The aim of this pilot phase, which will run until July 2019, is to provide support, in the first instance, to some thirty groups, in other words close to 300 farmers, before extending the project to other farmers and cooperatives if it is successful.
2. Development of a new financial service for cocoa producers
Putting these good practices into place requires bringing in inputs, which are mainly fertilizers in the case of cocoa. The farmers therefore need to take out a loan, which the banks are very reluctant to grant because the farmers do not necessarily have the capital required to serve as collateral for the loan.
As a response to this lack of financing, the Prisma MFI has broadened its range of products, which in the past had always been based on group loans of an average amount of close to 500 EUR. It has now therefore established an individual loan to enable its members to develop their agricultural activities.

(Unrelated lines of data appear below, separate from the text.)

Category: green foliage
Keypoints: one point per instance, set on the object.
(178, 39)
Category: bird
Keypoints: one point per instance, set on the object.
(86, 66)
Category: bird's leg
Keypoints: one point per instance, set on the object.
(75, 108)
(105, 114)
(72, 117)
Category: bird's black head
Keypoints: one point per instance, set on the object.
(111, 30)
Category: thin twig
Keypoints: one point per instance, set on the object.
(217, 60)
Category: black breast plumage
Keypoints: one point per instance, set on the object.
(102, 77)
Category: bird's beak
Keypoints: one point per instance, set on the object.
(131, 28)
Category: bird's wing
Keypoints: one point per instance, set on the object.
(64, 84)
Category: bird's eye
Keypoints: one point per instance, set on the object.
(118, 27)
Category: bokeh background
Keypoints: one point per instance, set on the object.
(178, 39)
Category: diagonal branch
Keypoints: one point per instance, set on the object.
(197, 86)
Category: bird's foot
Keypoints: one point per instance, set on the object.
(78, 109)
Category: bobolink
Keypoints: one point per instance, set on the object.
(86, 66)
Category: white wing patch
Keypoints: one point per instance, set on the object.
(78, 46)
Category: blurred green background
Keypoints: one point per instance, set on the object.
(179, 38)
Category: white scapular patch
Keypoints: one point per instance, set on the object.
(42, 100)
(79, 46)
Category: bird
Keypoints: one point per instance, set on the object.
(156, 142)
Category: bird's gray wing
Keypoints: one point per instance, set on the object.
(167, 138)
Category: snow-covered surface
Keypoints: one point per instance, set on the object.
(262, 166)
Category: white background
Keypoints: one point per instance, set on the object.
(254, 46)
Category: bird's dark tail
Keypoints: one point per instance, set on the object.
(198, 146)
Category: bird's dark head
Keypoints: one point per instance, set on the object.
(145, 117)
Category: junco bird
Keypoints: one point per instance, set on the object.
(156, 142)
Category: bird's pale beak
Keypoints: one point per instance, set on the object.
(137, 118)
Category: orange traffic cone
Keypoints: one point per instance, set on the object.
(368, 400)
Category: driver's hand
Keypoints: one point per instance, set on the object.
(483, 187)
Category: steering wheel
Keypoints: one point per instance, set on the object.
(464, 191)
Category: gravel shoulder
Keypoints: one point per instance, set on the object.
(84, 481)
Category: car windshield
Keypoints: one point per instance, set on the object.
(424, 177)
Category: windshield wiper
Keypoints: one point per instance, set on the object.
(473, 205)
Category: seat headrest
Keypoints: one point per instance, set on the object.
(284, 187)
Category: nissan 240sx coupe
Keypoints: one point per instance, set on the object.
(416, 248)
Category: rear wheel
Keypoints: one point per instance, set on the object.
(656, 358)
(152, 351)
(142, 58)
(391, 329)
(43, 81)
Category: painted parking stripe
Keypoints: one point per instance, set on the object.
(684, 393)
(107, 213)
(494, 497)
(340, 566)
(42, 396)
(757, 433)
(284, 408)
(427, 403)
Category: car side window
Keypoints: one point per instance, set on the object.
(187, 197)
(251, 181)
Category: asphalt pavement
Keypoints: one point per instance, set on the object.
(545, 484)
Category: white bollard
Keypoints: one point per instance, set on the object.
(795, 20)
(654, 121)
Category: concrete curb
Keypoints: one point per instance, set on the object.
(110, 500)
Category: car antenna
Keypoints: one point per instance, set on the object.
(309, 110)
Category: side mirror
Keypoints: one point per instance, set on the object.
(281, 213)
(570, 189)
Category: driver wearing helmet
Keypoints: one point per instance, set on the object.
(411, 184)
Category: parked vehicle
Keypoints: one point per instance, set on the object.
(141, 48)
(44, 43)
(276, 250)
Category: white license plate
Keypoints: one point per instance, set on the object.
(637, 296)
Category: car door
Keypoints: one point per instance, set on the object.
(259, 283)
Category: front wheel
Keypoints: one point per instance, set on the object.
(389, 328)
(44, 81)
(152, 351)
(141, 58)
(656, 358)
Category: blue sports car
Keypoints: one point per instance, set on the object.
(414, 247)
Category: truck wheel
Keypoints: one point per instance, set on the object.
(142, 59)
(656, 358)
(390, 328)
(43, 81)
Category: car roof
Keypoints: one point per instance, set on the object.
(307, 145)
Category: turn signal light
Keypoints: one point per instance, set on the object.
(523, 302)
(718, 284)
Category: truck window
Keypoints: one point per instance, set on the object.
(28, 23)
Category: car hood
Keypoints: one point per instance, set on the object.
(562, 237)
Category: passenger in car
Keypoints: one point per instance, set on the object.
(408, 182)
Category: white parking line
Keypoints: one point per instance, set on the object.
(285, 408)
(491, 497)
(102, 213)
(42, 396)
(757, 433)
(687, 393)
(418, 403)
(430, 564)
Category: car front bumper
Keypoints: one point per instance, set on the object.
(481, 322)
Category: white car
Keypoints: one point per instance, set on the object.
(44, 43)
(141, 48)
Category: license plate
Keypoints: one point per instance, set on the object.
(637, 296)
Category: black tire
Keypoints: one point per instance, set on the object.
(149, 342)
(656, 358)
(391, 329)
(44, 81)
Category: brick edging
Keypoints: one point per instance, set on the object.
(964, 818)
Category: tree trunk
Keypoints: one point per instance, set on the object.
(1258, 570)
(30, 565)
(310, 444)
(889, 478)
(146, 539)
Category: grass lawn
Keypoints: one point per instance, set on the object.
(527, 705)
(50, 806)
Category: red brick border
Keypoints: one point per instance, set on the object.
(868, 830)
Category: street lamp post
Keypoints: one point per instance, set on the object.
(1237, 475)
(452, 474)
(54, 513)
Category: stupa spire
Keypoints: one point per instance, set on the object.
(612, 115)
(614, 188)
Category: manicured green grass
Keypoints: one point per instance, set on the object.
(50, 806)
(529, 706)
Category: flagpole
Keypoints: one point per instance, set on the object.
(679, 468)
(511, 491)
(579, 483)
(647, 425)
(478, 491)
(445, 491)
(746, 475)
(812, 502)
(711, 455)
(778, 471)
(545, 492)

A workshop has been organised with cocoa experts to collect the key information related to cocoa production (production costs per hectare, cropping calendar, risks, etc.).
Some 140 loans have been disbursed in the three agencies of the Prisma MFI. ADA’s next mission, to be carried out in November 2018, will be to review these initial loans with the MFI’s staff so as to decide whether any adjustments need to be made for the pilot phase.
At the same time, the MFI is introducing a loans analysis system thanks to a digital application which has been specially adapted to cocoa production. Loan officers will be trained between now and the end of 2018 to test the application in real-life conditions.
Although proving agricultural loans may be highly risky, this risk is reduced significantly if the financial service is accompanied by technical support, which is one of the advantages of the Chova Chova system, which will enable the MFI to quickly identify the producers which are implementing the good farming practices to maintain their parcel of land.
The success of this project, therefore, is dependent upon good coordination between the NGO which is responsible for providing the technical assistance designed to promote better farming techniques and the MFI responsible for financing the production of small cocoa producers.
An evaluation will take place in autumn 2019 to take stock of the two main aspects of the pilot phase (technical assistance and financial services) with a view to determining the next strategic approach to be given to the project.
“This is genuine aid for the farmers”
Marco Antonio, one of the oldest members of the cooperative, is optimistic: “I don’t think that there will be any resistance to joining the Chova Chova system. This is genuine aid for the farmers and real aid is what they have always asked for. The bodies which came here in the past always presented an already established strategic plan. You, on the other hand, have come to us with the outline of a plan which you would like to develop with us. And that is exactly what should always happen”.
He also feels that the Chova Chova method could prove itself to be very useful if a field is contaminated with parasites. “We have seen that the best thing to do when a field is contaminated is to clean it by cutting down all of the plants. My wife Lena and I have recently had to cut down all the cocoa plants on two hectares of our land for that very reason. If the Chova Chova group had already been in place, it would have taken less time and I know that we are not the only farmers in the region to encounter this problem”.